Monday, August 3, 2009

U.S. to Push Peace in Middle East Media Campaign


By Mark Landler
NYT
August 2, 2009

WASHINGTON — George J. Mitchell likes to remind people that he labored for 700 days before reaching the Good Friday accord that brought peace to Northern Ireland. So the fact that Mr. Mitchell has shuttled back and forth to the Middle East for the last 190 days without any breakthroughs, he said, does not mean that President Obama’s push for peace there is stalled.

But while the negotiating has continued — mostly in closed-door sessions with few comments for the press, in keeping with Mr. Mitchell’s close-to-the-vest style — reports in Israel, in particular, have focused on the claim that the Obama administration’s pressure is alienating Israelis even while it is failing to sway Arabs.

“One of the public misimpressions is that it’s all been about settlements,” Mr. Mitchell, the administration’s special envoy to the Middle East, said in a rare interview Friday after six months on the job. “It is completely inaccurate to portray this as, ‘We’re only asking the Israelis to do things.’ We are asking everybody to do things.”

Another misperception, he said, was that Arab countries had rebuffed Mr. Obama’s request to make moves toward a more normal relationship with Israel — a perception fueled by a Saudi official’s blunt public rejection of such incremental steps in Washington on Friday.

“We’ve gotten, over all, a very good response, a desire to act, some public statements to that effect from the crown prince of Bahrain, the president of Egypt,” said Mr. Mitchell, who returned last week from his fifth trip to the region, including stops in Israel, Egypt and Syria. Saudi Arabia’s negative public comments, other officials said, bear little relation to what it is saying in private.

In coming weeks, senior administration officials said, the White House will begin a public-relations campaign in Israel and Arab countries to better explain Mr. Obama’s plans for a comprehensive peace agreement involving Israel, the Palestinians and the Arab world.

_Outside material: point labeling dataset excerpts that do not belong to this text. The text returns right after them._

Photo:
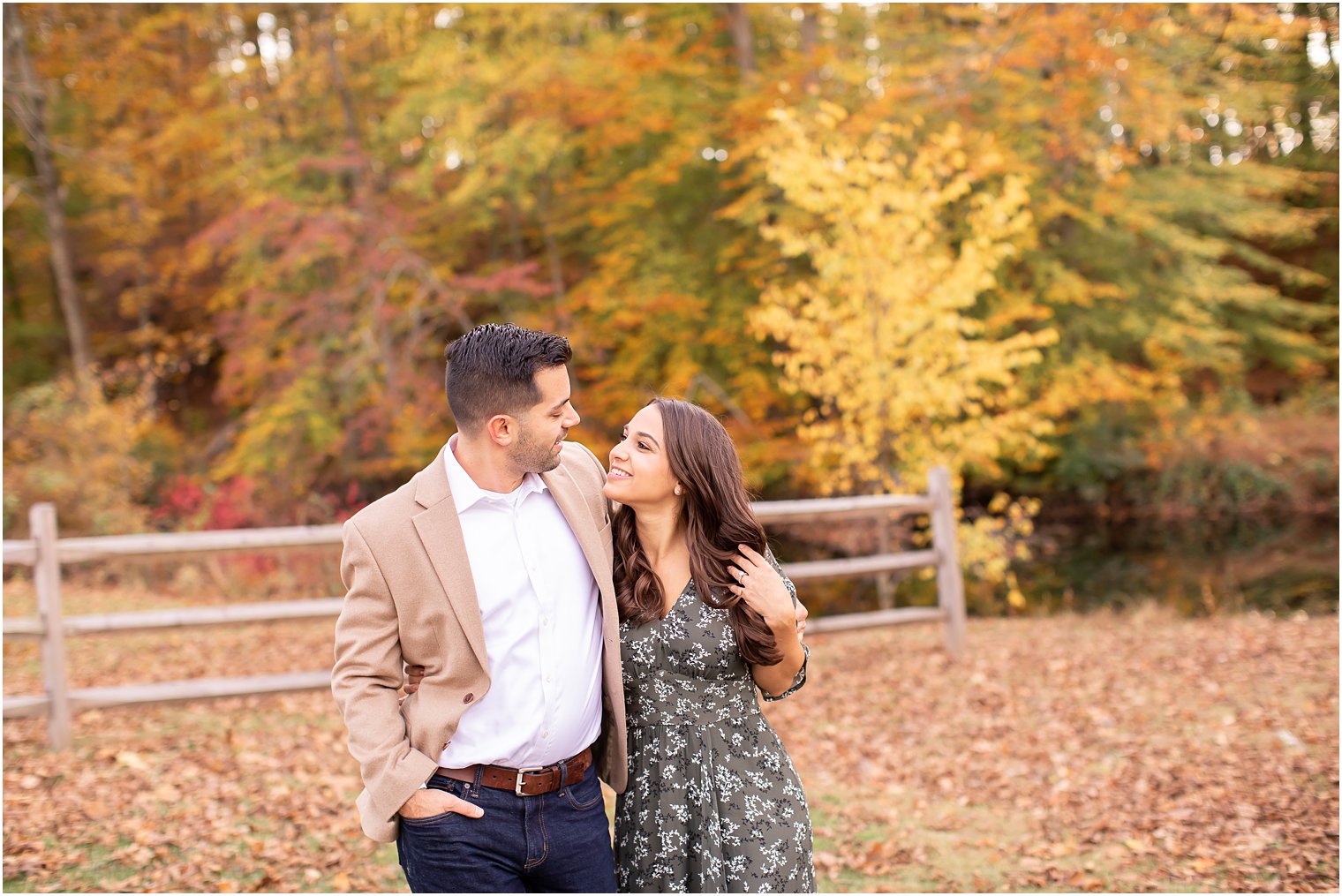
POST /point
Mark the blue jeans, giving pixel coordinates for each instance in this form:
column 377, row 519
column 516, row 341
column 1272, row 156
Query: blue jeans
column 556, row 842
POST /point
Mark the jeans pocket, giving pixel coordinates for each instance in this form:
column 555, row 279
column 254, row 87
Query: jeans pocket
column 427, row 821
column 584, row 794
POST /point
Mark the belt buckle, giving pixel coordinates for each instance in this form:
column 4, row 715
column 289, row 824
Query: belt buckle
column 521, row 772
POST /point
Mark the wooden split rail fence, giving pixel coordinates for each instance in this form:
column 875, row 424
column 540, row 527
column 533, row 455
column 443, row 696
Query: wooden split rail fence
column 47, row 553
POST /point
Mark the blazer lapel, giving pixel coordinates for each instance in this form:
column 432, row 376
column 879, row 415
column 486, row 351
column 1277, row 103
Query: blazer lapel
column 441, row 530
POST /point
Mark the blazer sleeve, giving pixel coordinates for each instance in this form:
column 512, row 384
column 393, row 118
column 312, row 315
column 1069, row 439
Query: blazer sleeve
column 366, row 679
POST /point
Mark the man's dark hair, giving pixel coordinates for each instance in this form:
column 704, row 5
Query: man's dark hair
column 492, row 371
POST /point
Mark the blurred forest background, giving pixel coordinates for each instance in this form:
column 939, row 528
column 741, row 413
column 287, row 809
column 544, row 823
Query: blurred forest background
column 1084, row 255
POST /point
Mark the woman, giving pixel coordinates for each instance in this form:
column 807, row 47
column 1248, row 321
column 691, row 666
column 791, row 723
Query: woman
column 706, row 616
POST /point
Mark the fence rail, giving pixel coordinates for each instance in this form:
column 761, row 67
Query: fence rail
column 47, row 553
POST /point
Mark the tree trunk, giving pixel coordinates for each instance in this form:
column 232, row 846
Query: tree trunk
column 346, row 101
column 743, row 38
column 27, row 102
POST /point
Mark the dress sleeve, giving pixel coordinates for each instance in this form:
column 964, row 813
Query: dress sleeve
column 800, row 679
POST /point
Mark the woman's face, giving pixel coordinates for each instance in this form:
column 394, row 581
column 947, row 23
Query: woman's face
column 640, row 472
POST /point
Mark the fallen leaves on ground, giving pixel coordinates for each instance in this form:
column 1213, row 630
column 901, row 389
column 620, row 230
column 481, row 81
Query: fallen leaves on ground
column 1099, row 753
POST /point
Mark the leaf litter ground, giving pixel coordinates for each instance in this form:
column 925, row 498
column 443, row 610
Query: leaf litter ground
column 1079, row 753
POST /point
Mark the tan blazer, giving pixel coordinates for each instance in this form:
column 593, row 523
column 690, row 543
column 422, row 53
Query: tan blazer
column 411, row 599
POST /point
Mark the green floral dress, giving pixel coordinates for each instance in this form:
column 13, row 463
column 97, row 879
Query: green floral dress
column 714, row 803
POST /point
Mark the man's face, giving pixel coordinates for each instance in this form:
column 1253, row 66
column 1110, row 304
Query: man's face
column 544, row 426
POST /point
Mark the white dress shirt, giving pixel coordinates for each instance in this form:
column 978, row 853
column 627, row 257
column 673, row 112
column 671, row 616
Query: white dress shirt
column 542, row 628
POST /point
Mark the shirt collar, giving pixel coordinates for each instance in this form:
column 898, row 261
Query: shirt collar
column 466, row 493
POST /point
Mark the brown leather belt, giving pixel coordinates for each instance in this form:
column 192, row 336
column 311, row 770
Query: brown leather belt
column 526, row 782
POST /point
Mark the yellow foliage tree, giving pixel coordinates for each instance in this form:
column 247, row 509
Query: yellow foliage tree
column 77, row 447
column 885, row 332
column 895, row 326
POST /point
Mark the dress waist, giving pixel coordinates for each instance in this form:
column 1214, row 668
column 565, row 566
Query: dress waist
column 665, row 697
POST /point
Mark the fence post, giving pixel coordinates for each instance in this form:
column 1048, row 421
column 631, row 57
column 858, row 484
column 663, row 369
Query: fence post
column 885, row 583
column 950, row 584
column 41, row 522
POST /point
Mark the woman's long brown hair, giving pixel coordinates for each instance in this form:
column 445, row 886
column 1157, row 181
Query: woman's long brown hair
column 717, row 516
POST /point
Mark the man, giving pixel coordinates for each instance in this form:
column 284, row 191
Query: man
column 492, row 569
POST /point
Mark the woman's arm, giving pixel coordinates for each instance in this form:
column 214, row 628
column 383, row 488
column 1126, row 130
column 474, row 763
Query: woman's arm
column 761, row 584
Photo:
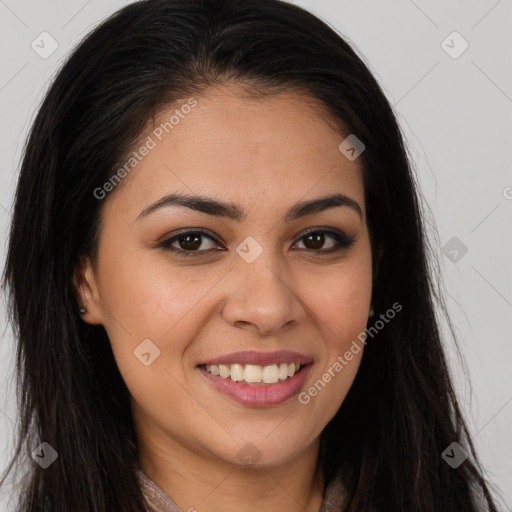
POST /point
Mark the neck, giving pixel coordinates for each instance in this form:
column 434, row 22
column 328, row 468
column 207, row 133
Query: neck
column 201, row 482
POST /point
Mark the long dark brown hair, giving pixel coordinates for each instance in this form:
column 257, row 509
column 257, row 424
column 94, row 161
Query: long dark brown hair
column 401, row 411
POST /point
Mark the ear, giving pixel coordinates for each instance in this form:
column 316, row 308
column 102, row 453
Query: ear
column 84, row 282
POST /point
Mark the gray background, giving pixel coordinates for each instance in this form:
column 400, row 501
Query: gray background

The campaign, which will include interviews with Mr. Obama on Israeli and Arab television, amounts to a reframing of a policy that people inside and outside the administration say has become overly defined by the American pressure on Israel to halt settlement construction on the West Bank.

“We’re at a crucial moment now,” said Martin S. Indyk, a former ambassador to Israel and peace negotiator in the Clinton administration. “There are only so many visits George Mitchell can make.”

In Israel, public opinion toward Mr. Obama, which was skeptical to start with, has soured because of the tension over settlements. In the Arab world, there is little evidence of a change of heart toward Israel.

Saudi Arabia, by all accounts the central player in developing a consensus among Arab countries, appears utterly unmoved by the American argument that “confidence-building” gestures can open the door to more substantive negotiations between Israel and the Palestinians.

“Incrementalism and the step-by-step approach have not, and we believe will not, achieve peace,” the Saudi foreign minister, Prince Saud al-Faisal, said after meeting Secretary of State Hillary Rodham Clinton. “Temporary security, confidence-building measures, will also not bring peace.”

Mr. Mitchell, however, insisted he was getting a very different message in his private meetings with more than a dozen Arab leaders, including the Saudis. Many, he said, were ready to consider new measures.